И с хрустом вонзило яйцеклад мне в пах. Я просто услышал, как рвутся мои мышцы и снова завизжал от ужаса, спасибо, хоть кричать мог в знак протеста. Затем почувствовал – не больно. Зверь обездвижил меня, заодно и обезболил.
– Почему я тебя понимаю?! – воскликнул я.
– Яд сроднил нас. Ты и пахнешь как дакнус, – сказало животное. – Привет, Здоровый Братец, теперь ты – мой муж.
Морда, застывшая надо мной, напряглась, глаза покраснели, вдруг оно задышало быстро и часто, а потом упало мне на грудь, будто женщина, которая кончила в позе наездницы.
– Всё? – спросил я.
– Подожди, кажется, яиц будет два, – стыдливо отводя глаза, сказала милая.
Она самозабвенно задёргалась на мне и во мне, ведь вместе с пушистым телом двигался и пульсировал тентакль, выдавливая дряблое кожистое яйцо куда-то вглубь моего тела. Вскоре милая закатила глаза, забилась и упала.
– Хранители крови, как прекрасно яйца класть! – выдохнула она. – Такое облегчение…
Я сплюнул пучок её шерсти, оказавшийся во рту, и спросил:
– Когда я смогу двигаться?
– Не знаю, я ещё не была замужем, – ответила она и лизнула меня в нос.
Ощущать ноги я начал только к вечеру, как и тупую, распирающую боль внизу живота. Когда оттаяли руки – ощупал себя там, внизу. Она ничего не порвала, целостность тела не нарушила, просто отложила два тёплых яйца в выемку к моему пеструнчику, к моему краснолицему толстячку.
– Ты голоден? – спросила милая. – Я голодна.

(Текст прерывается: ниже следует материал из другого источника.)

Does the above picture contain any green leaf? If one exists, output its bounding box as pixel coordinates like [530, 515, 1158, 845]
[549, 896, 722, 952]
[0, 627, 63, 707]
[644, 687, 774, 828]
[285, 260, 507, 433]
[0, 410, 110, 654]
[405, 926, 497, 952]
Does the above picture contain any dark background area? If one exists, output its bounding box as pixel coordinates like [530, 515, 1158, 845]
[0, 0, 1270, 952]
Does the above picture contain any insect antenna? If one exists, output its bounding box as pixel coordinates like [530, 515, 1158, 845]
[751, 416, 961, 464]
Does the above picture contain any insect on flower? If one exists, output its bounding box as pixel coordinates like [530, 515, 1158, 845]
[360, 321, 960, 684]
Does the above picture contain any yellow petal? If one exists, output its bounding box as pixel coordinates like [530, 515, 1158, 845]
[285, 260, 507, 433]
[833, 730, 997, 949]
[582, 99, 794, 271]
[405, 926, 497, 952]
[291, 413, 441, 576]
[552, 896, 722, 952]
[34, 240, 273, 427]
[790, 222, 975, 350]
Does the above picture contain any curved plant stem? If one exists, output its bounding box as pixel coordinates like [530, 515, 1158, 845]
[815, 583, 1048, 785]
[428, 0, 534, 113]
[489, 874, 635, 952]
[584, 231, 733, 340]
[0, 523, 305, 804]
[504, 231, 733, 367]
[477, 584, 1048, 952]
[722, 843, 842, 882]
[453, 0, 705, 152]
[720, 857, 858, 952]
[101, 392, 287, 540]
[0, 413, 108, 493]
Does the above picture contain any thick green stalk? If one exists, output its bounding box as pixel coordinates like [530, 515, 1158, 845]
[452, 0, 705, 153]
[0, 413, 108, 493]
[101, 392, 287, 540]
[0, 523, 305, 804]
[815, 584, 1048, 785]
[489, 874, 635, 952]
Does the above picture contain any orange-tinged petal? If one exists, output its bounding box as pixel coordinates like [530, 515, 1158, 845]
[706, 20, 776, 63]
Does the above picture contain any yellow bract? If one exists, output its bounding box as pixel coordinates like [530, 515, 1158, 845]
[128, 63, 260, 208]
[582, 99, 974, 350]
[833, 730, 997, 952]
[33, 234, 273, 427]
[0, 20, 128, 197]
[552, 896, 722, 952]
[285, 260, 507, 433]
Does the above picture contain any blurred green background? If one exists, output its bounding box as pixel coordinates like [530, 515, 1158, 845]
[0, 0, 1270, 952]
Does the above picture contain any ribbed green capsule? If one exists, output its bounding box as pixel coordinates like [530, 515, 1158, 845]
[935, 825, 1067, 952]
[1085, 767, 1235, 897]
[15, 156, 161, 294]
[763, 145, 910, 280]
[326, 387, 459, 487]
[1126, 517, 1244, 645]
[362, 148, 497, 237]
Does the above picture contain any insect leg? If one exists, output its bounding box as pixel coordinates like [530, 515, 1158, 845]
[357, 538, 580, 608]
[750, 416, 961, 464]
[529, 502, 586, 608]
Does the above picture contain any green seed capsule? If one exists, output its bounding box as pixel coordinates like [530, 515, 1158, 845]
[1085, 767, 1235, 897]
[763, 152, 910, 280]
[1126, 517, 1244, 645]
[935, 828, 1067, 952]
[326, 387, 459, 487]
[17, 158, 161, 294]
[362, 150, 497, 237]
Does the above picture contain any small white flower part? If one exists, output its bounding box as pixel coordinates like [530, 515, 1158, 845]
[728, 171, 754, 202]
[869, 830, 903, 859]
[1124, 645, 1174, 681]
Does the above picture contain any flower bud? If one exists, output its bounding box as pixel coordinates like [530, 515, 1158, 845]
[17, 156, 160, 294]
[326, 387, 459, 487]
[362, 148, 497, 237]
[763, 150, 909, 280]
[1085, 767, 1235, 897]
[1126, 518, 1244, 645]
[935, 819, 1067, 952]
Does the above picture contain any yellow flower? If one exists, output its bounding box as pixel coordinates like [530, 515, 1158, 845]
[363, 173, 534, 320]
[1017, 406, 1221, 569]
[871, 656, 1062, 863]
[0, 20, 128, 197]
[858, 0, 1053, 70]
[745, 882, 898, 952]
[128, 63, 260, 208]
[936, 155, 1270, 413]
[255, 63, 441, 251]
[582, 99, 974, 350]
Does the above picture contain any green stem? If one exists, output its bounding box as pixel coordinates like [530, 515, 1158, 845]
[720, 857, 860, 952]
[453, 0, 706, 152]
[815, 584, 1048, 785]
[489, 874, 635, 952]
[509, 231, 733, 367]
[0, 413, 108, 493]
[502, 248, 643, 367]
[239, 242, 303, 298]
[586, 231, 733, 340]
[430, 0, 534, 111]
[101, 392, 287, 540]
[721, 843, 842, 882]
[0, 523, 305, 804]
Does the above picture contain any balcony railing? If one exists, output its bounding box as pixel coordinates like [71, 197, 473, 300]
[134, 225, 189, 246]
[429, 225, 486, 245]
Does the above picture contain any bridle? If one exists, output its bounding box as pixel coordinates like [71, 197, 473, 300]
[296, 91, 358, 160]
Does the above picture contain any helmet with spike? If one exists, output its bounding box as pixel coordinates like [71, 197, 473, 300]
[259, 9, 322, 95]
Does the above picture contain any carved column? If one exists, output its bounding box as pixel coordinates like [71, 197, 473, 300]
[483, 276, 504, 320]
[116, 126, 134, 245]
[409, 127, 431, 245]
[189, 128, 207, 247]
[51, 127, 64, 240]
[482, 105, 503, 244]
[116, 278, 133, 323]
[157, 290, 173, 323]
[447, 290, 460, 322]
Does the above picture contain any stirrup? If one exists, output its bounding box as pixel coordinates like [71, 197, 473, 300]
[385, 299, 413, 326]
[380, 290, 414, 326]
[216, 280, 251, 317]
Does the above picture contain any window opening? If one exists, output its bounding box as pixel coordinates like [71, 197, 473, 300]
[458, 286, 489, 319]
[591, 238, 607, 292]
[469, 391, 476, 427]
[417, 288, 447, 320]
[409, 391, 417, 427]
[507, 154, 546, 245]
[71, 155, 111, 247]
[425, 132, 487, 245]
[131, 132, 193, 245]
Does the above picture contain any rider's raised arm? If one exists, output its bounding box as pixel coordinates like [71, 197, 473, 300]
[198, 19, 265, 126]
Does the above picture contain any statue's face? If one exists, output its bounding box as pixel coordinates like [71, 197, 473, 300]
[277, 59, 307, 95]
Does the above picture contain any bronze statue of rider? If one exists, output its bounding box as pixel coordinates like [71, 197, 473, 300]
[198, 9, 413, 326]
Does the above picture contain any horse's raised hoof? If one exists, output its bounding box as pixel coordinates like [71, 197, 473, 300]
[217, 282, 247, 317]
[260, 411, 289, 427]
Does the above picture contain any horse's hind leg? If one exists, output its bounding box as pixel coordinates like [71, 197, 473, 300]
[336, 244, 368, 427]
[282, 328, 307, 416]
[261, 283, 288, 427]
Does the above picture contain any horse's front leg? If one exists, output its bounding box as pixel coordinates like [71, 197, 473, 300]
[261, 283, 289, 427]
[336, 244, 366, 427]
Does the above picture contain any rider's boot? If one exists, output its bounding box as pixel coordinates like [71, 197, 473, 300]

Хочешь крысу? Смотри, у меня есть зубы: ы-ы-ы! – она показала острые, частые зубы, – а раньше-то и не было! Знаешь, как мы жуем? С камнями перекатываем.
Длинным прыжком она выпрыгнула из кладовки, чтоб вернуться с радостным видом добытчицы и дохлой крысой во рту.
– Мы не будем есть крыс, – строго ответил я. – Выплюнь. И тащи меня на пищеблок.
– Как скажешь, мой господин! – легко согласилась милая. – Как тебя зовут в твоей семье?
– Николай…
– Слишком длинно, будешь Нико.
Она подлезла мне под руку, ловкая и сильная, хоть и мелкая – едва до плеча макушкой доставала, заставила подняться и помогла сделать первые шаги. При ходьбе упиралась на хвост.
Она оказалась на редкость разумной животиной, тонко чувствующей эмоции и интонации. Мы и полдороги на пищеблок не прошли, как я понял, что по уши влюбился, по мои волосатые, покрытые густой и жёсткой шерстью уши.